私たちが普段何気なく使う言葉は、無意識に人を傷つけることもあります。それを自覚するため手がかりとして対話を試みても、その対話さえも遠かったのがセクシュアリティというテーマです。対話によって人は必ずしもわかり合えるわけではないけれど、対話から、自分を開く鍵を、自分が見る世界を描き直す新しい色を得られる可能性はあります。どうか2時間、明日への投資として、セクシュアリティと震災、そして自分自身について、一緒に考えていけたら幸いです。
房内まどか(てつがくカフェ@せんだい)
《てつがくカフェとは》
てつがくカフェは、わたしたちが通常当たり前だと思っている事柄からいったん身を引き離し、そもそもそれって何なのかといった問いを投げかけ、ゆっくりお茶を飲みながら、「哲学的な対話」をとおして自分自身の考えを逞しくすることの難しさや楽しさを体験していただこうとするものです。
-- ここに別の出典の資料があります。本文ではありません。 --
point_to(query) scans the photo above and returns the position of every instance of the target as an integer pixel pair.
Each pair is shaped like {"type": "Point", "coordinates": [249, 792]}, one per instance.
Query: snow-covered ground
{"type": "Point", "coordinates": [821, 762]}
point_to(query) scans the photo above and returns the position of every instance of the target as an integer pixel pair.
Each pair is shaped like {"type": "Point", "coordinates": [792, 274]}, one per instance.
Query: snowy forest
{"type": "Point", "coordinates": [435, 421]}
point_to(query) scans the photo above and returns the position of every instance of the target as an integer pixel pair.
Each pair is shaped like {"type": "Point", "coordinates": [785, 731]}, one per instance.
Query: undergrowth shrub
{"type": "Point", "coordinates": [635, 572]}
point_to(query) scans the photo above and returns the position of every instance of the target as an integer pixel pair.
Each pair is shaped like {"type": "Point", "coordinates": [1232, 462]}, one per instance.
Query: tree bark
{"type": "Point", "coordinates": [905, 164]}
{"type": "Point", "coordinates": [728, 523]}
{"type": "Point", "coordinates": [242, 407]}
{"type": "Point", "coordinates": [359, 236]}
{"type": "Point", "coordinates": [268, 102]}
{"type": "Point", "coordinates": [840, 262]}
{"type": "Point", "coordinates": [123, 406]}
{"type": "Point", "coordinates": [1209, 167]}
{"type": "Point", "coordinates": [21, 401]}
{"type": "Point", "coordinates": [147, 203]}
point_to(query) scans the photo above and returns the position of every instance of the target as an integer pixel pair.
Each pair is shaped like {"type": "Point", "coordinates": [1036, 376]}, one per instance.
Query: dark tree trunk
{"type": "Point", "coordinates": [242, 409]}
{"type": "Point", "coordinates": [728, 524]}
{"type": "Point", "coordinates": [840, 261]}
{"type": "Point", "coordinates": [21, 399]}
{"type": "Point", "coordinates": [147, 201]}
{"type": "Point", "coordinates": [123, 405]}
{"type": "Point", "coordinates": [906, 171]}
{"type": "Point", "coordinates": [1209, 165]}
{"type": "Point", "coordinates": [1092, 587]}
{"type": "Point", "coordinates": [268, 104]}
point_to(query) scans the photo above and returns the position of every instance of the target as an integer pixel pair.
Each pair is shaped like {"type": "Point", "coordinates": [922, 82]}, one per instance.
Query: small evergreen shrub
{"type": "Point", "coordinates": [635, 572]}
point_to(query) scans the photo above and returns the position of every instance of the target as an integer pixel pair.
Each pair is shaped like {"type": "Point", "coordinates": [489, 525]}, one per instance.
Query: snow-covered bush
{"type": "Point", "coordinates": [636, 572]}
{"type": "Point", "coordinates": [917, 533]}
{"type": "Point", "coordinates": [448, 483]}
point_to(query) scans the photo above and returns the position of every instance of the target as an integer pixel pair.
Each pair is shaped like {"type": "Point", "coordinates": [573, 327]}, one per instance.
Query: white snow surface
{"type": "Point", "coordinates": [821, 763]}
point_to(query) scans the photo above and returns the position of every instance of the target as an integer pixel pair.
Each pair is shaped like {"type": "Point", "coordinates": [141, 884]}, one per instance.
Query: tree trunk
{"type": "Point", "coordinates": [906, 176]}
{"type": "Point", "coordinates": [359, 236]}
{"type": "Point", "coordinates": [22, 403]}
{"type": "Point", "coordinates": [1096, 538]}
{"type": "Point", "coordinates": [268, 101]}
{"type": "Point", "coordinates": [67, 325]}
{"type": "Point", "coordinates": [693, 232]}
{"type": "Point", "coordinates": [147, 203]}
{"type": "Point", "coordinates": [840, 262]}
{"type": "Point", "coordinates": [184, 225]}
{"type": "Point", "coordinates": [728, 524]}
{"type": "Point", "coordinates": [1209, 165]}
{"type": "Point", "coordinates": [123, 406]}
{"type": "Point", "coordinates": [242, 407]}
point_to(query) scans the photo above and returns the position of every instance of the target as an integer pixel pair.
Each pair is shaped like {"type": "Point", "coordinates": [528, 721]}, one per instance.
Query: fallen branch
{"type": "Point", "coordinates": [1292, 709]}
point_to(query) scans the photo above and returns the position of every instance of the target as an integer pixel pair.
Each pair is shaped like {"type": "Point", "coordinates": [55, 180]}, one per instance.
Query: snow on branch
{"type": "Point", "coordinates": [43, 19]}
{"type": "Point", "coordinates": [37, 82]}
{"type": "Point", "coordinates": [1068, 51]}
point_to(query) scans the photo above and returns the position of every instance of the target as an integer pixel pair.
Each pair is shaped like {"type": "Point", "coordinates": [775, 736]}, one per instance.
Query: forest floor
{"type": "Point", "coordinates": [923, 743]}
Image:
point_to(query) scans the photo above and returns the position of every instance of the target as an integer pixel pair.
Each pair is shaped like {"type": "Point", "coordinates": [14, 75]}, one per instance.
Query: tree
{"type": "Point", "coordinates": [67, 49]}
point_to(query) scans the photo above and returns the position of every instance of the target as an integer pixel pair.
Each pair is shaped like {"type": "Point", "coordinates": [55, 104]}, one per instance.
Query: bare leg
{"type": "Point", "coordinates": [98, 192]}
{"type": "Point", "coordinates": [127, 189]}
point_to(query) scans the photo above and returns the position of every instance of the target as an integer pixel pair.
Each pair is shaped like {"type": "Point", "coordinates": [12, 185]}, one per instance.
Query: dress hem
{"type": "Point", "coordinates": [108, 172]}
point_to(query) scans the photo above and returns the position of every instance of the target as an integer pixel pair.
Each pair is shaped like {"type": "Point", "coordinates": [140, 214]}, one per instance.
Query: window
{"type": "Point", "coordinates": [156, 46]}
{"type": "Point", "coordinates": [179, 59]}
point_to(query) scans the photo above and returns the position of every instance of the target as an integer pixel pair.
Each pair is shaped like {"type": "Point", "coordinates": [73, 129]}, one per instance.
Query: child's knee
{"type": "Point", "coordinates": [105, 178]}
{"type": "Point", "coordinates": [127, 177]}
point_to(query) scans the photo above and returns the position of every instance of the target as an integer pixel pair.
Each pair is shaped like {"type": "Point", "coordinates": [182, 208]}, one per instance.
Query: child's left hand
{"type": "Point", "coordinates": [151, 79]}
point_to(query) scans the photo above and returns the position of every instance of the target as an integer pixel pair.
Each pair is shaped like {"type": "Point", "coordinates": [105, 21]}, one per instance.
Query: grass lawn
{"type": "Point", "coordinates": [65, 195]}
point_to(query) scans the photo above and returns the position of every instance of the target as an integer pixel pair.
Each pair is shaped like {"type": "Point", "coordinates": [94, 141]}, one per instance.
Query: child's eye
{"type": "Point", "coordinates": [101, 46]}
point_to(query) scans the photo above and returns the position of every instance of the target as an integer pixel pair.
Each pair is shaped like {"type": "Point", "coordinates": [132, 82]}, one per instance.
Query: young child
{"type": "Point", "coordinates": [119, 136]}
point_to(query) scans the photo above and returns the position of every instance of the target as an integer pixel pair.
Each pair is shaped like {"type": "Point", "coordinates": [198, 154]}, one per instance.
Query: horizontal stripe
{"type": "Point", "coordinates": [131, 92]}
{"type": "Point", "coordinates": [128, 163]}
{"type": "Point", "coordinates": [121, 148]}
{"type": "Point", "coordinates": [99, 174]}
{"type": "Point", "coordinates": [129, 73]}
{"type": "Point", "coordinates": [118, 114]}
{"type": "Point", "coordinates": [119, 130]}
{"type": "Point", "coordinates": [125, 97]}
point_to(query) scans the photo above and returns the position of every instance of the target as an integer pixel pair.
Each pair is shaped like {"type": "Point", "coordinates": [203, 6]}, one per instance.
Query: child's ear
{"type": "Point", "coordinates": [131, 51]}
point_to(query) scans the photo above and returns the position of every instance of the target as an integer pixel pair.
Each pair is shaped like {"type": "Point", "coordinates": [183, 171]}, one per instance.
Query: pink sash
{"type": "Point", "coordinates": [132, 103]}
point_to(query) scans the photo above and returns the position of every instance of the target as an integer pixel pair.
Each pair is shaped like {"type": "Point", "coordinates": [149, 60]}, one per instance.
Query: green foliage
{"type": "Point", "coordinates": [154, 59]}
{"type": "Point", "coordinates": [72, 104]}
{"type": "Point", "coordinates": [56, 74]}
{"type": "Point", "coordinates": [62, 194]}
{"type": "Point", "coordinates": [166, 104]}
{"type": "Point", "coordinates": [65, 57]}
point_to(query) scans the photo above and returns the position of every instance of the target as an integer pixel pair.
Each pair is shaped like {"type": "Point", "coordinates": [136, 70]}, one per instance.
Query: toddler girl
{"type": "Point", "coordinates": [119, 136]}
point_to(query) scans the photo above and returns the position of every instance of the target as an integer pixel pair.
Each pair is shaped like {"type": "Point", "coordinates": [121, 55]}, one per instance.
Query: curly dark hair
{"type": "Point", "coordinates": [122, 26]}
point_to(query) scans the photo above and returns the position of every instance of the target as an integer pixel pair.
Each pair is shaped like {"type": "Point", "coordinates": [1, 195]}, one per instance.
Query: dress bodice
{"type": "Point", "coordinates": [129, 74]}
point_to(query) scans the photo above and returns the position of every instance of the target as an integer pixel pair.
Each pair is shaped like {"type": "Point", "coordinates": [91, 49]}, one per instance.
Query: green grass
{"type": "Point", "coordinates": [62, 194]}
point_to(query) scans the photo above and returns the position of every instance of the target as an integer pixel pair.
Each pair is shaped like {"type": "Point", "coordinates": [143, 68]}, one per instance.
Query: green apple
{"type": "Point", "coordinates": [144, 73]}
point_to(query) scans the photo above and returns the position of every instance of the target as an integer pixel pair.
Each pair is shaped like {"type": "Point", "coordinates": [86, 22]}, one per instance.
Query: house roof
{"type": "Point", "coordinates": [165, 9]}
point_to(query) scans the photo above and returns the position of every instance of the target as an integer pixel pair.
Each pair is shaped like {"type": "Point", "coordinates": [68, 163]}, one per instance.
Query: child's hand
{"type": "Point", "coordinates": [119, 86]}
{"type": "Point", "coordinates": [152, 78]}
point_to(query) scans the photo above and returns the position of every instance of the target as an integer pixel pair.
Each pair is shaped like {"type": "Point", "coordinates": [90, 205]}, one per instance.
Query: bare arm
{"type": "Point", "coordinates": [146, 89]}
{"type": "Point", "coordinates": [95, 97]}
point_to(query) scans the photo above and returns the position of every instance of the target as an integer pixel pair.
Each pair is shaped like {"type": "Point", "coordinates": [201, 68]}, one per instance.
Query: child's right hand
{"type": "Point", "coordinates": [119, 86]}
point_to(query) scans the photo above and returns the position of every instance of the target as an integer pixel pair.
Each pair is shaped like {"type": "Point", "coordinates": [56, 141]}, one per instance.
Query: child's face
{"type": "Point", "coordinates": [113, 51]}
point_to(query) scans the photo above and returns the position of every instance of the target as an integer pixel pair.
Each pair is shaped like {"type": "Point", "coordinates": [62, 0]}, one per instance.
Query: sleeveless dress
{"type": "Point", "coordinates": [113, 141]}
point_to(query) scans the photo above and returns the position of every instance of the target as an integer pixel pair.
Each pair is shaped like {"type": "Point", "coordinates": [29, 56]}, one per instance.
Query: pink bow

てつがくカフェ@せんだい http://tetsugaku.masa-mune.jp
第38回 「"みんな”の避難所にとっての”自然”って?~震災とセクシュアリティ6~」レポート
はじめに、ファシリテーターの房内さんから「“みんな”の避難所にとっての“自然”って?〜震災とセクシュアリティ6〜」という今回のテーマを設定するに至ったこれまでの対話の流れについて説明がありました。
このテーマは、前回の「震災とセクシュアリティ5〜これまでの問いを振り返る〜」から導き出された問いがもとになっています。前回の対話では、「避難所における<自然>とは?」という問いが立てられ、また、“みんな”“自然”など定義しにくい語、そしてその解釈から派生して挙げられた“みんなの避難所”という語について、さまざまな意見が交わされました。そこで、今回はその問いと語を引き継ぎ、より深く考えるべく対話を進めていきました。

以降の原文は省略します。